An April 2015 poll from “Bloomberg Politics” showed that around two-thirds of people found football to be the sport at the heart of the nation’s culture. Fewer than thirty per cent of those polled felt baseball still held the title, while five percent were unsure.
Bloomberg’s Will Leitch said that these results were unsurprising. Leitch said that the biggest reason was the media’s constant push of headlines surrounding NFL-related news about concussions, domestic abuse and drug use.
As the old saying goes, if it bleeds, it leads.
So maybe that could explain the inundation of football coverage in sports media. Something is bound to happen when some of the biggest and fastest athletes in the world are colliding with each other in nearly haphazard fashion.
And, if something unfortunate fails to happen on the field, the media and the viewing public can get their dose of Schadenfreude, vilification or similar feelings with the numerous off-field incidents players seem to get themselves in.
If you doubt this assertion, just look up Greg Hardy, Ben Roethlisberger or Michael Vick.
These cases only bring more attention to a sport that racks in Super Bowl viewership numbers 600 percent higher than the NBA Finals and regular season viewership stats greater than the World Series.
That Super Bowl in and of itself was rife with media saturation – not only because of the game itself but also because of the Deflategate controversy surrounding the Patriots and quarterback Tom Brady. That media storm came to a relative cessation but a few weeks prior to the start of the regular season.
Indeed, there is something to say about the media’s supposed love affair with football.
However, one other thing Leitch pointed out was the fact that baseball is a far superior sport now than it was even forty years ago, especially when it involves the ease with which fans can follow the game.
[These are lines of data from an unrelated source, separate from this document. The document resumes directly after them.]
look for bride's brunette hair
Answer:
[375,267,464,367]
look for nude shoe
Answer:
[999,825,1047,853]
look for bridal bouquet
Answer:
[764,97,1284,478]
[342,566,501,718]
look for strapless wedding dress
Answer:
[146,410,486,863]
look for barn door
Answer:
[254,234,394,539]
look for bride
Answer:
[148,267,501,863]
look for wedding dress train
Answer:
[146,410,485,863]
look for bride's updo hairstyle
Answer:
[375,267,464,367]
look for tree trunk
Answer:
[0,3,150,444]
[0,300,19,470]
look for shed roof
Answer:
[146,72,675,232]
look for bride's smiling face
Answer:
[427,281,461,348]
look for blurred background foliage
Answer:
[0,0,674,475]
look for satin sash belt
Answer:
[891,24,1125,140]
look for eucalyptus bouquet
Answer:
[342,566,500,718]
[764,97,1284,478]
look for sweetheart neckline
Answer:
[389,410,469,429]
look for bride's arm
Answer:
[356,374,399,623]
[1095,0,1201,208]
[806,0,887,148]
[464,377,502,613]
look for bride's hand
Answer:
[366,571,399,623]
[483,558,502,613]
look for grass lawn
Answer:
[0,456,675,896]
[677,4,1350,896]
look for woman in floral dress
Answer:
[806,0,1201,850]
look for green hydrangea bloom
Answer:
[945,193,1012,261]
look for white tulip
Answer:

A look at the Kansas City Royals’ recent ticker tape parade shows how baseball fans still love the game. Thousands flocked the streets to celebrate the team’s first World Series win since 1985.
Even still, baseball does not rake in the numbers football does. Leitch said that this lag is not any fault of baseball’s.
“The minute people realized how easy football was to follow on television – even if it really tells you very little of what’s going on – was the minute baseball stopped being America’s pastime,” he said.
So is it the media causing the rise in viewership? Or is the viewership ramping up the media coverage?
The answer to that question may remain nebulous, but it still proves that there is something about football that keeps people enthralled, whether positively or negatively – all at the expense of other sports trying to get their time in the sun.
So what’s not to like about football? The media fracas that comes with it.